Below is Roseberry Common with Guisborough in the distance.
A carnage was narrowly averted on Roseberry Common today. There was I jogging along the enclosed track to Hutton Woods, Kirby, the dog, was ten metres or so ahead and ten metres further on in front of the gate were four roe deer, happily grazing away. I shouted “down!”, and amazingly she did. But on hearing my voice the deer went into panic mode, head butting the stock fence in vain attempts to get through. Why didn’t they just jump it? It was only a metre high and they must have cleared it to get onto the track in the first place.
They tried left, they went right and they tried next to the gate and then one finally decided to dash past me on the track. A couple went right and I grabbed a photo. A third went left, straight into where Kirby was still patiently sitting. That was her cue, my command forgotten and oblivious to my shouts.

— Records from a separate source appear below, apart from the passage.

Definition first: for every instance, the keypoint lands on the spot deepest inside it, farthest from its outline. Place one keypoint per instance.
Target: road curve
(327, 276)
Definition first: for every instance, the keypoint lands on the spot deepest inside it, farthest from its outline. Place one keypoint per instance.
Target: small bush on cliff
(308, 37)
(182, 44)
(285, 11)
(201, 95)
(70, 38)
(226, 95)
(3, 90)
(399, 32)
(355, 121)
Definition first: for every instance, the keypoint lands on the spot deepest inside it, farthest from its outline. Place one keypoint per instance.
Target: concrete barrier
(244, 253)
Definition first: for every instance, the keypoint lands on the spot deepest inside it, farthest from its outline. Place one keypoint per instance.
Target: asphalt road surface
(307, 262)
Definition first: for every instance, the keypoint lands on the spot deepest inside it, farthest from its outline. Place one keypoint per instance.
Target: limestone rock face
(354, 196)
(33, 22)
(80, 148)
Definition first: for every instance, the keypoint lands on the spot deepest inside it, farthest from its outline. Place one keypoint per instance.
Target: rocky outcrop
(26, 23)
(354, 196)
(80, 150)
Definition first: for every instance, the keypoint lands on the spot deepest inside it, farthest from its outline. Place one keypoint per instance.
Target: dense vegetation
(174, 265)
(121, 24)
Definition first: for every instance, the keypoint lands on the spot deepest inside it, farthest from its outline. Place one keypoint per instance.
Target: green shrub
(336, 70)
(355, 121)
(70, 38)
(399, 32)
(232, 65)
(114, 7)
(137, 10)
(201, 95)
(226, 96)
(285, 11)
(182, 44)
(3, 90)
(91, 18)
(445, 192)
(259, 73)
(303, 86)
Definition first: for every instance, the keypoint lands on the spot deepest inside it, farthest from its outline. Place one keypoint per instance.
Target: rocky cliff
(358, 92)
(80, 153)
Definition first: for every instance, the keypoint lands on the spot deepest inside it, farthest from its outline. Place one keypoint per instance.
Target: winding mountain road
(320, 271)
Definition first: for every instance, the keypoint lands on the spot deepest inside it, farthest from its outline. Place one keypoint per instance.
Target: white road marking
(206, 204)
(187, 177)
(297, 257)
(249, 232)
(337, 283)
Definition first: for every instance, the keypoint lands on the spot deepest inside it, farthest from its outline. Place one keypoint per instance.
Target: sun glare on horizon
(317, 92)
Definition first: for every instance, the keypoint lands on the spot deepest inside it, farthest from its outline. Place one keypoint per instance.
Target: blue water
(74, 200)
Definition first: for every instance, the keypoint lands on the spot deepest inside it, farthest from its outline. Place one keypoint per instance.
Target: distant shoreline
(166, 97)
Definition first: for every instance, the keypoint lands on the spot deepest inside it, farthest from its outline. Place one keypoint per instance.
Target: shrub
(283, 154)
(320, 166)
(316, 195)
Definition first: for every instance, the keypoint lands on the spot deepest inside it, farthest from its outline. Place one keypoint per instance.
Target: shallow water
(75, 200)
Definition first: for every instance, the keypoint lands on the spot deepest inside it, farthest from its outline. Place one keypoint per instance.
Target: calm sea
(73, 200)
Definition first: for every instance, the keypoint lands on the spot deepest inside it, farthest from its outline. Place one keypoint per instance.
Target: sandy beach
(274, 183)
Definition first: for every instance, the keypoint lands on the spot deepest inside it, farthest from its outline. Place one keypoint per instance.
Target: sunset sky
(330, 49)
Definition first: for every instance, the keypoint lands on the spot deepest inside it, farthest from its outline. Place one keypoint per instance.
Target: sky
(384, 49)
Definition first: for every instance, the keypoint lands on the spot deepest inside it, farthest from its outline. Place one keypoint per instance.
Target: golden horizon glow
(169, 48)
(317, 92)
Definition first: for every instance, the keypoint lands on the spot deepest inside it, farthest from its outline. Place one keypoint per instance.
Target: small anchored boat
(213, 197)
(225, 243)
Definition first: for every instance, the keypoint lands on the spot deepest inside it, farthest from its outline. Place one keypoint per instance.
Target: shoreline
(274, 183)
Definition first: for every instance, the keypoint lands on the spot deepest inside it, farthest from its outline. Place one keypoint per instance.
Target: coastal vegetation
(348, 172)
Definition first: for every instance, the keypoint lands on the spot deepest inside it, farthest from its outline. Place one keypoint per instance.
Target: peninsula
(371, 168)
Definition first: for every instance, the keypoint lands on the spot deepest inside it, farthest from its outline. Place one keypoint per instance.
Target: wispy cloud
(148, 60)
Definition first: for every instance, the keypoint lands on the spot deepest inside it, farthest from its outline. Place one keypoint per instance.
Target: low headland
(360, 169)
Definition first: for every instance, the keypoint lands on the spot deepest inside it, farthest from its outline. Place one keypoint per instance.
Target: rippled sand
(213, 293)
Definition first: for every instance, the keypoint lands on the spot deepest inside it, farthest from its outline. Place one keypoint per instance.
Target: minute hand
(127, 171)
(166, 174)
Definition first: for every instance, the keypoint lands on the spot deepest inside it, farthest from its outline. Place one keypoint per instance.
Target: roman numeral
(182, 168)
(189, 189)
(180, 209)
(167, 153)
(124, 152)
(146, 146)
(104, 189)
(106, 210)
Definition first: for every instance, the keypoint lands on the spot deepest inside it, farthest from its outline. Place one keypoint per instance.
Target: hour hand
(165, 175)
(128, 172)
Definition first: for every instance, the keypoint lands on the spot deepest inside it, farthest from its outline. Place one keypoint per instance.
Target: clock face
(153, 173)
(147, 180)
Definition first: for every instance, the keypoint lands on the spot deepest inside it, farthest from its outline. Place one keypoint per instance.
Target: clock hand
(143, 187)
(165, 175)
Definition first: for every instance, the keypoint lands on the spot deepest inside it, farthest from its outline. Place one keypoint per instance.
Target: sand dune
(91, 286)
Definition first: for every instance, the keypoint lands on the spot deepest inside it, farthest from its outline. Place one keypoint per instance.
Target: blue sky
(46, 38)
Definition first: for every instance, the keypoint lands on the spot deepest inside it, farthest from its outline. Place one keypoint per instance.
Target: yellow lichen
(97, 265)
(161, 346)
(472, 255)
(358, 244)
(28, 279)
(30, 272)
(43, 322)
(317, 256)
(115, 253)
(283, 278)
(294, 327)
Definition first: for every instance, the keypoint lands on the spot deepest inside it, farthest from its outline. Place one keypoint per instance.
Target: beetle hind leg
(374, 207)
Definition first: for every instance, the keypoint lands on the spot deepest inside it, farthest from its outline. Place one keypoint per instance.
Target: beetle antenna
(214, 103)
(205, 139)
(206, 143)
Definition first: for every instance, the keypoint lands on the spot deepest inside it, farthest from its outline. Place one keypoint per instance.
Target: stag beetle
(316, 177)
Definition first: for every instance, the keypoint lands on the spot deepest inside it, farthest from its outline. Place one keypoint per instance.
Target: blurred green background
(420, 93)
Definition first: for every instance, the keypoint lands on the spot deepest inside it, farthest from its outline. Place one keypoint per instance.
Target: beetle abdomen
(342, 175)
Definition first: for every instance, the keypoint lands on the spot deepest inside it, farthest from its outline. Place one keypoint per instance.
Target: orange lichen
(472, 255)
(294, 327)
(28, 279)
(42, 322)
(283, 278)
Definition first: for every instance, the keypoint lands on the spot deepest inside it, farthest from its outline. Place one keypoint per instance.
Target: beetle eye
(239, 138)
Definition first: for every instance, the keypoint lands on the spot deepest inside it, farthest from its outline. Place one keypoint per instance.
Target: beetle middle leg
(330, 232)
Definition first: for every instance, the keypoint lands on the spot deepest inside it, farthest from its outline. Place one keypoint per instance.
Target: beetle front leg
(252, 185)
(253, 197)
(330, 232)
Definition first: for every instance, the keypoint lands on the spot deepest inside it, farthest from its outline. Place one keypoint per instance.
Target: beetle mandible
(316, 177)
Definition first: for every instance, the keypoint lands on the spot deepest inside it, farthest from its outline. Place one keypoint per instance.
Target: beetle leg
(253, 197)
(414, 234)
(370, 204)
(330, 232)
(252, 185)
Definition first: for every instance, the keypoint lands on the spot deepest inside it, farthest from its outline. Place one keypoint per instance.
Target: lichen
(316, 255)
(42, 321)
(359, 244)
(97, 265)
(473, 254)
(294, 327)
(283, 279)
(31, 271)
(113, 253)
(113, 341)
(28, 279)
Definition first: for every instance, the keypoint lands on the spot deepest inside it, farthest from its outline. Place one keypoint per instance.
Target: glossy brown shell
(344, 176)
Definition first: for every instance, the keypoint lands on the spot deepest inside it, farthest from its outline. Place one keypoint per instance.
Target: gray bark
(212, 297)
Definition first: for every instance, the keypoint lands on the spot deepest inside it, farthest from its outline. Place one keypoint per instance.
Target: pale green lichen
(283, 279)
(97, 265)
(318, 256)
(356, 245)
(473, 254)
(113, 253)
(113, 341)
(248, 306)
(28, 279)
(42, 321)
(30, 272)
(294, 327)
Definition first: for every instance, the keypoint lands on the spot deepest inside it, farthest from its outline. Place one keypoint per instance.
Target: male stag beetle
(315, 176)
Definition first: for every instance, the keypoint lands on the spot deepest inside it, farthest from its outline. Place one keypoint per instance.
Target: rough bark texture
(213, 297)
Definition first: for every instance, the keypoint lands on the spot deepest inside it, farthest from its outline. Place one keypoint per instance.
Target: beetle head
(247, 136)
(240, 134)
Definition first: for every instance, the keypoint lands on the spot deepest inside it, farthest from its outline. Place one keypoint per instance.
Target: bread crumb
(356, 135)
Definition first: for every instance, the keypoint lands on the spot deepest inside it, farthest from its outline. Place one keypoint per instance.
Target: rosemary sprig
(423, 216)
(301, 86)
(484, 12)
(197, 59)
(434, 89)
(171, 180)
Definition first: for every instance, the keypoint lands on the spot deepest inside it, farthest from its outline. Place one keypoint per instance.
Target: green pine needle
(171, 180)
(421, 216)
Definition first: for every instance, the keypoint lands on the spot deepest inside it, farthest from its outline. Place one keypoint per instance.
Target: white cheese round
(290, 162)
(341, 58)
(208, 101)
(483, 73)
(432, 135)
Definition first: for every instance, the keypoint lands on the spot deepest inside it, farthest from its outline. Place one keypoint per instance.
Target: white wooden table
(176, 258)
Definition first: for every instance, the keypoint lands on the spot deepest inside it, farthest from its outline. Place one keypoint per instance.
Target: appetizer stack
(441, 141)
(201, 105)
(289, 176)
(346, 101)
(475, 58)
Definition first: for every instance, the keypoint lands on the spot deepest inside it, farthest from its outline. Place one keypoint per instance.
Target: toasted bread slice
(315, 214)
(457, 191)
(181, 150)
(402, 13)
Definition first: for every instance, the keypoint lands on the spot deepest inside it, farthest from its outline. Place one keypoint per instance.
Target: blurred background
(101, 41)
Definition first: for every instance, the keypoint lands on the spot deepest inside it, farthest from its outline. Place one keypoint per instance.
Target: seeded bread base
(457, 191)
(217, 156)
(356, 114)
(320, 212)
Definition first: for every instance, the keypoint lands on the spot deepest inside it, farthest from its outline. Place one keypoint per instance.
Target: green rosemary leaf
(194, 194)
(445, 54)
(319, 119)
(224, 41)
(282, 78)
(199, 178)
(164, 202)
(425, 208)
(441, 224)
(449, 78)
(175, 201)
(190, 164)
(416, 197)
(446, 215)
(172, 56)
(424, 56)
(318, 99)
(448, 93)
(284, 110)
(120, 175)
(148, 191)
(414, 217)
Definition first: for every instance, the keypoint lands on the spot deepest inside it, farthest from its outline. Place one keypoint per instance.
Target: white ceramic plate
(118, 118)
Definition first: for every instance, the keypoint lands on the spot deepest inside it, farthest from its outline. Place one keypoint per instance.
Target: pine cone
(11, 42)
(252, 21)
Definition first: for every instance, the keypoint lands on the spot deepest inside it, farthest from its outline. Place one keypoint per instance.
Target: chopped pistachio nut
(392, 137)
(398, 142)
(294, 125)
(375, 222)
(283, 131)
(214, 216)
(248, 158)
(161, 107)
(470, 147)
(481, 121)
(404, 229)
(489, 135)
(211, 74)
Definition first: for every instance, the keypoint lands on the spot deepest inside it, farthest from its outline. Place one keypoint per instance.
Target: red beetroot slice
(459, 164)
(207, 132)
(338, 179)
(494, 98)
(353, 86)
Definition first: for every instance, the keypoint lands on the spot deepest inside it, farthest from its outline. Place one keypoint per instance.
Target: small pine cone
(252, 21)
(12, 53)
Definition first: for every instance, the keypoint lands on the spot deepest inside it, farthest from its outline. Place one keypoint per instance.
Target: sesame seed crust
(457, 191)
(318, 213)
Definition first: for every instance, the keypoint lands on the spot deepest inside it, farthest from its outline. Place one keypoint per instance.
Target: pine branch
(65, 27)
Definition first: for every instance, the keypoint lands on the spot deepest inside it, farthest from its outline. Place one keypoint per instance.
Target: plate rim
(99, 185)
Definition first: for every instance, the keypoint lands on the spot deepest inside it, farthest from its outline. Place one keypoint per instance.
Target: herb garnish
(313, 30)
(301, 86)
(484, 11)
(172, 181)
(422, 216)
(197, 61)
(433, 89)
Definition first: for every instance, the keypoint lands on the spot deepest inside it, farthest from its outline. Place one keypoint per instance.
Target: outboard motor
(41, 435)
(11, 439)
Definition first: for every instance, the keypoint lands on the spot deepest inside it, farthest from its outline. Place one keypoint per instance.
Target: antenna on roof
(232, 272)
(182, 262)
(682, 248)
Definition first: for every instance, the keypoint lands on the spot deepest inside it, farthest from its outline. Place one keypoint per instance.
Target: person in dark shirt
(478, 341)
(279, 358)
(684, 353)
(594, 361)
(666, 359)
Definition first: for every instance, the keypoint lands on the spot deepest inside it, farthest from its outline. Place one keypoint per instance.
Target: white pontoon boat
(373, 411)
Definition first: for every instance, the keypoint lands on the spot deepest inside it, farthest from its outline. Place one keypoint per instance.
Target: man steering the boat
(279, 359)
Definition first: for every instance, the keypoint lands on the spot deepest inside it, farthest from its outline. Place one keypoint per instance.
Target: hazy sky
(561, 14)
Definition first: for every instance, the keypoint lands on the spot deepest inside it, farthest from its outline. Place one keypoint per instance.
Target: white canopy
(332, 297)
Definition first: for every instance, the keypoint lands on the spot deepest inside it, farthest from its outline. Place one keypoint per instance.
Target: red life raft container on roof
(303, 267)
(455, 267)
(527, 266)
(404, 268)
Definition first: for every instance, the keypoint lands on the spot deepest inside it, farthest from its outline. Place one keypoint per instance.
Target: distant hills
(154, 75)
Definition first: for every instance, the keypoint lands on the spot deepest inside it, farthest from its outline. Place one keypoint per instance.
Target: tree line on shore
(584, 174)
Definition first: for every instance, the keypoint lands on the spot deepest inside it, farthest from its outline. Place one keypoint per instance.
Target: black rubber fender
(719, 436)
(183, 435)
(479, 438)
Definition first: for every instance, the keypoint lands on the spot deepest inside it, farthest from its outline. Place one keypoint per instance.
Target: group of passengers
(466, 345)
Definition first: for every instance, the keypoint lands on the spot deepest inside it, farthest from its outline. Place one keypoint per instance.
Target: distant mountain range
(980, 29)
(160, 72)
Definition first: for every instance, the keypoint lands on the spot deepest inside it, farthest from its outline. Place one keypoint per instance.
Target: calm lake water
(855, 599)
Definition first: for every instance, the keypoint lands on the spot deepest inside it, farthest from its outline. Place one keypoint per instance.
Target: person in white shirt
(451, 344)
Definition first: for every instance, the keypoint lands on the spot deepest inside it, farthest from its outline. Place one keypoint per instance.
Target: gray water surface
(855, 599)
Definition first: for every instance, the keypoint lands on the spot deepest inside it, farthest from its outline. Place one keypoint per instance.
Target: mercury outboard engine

She has caught the odd myxied rabbit before and once a pheasant when it tried too to fly through a fence. When she’s alone with me I have no concerns controlling her near sheep. She’s given up on grouse, a waste of energy. Deer are no contest, she’s no match for their speed through the forest. But what does one deer do, it runs straight into a corner.
We have always thought Kirby had a soft bite, from the Labrador in her, bred to avoid tearing game birds when retrieving them after being shot. Now Usain Bolt would have been impressed with my speed in closing the gap. She cowered, mouth full of fur; the Jezelbel. Do dogs feel guilt? The deer scarpered off down the track to rejoin its mates and I tried to recover from my oxygen debt.
I came across this amorous couple this morning on Roseberry Common. Butterflies are usually so flighty they’re difficult to photograph but so engrossed were these I could get within an inch with my little camera set on macro. They’re Ringlets apparently, quite common.
I have posted a photo of this new downhill mountain bike track on Ryston Bank before. It’s quite a feat of engineering. I don’t begrudge the building of the track but I am concerned about the source of the sandstone rocks used to make the berms and ramps. Roseberry Common, beyond the fence and ruined dry stone wall, is National Trust land and it is the intention to rebuild the wall to provide shelter for birds, insects and small mammals. Something which will not be possible if the stones have disappeared.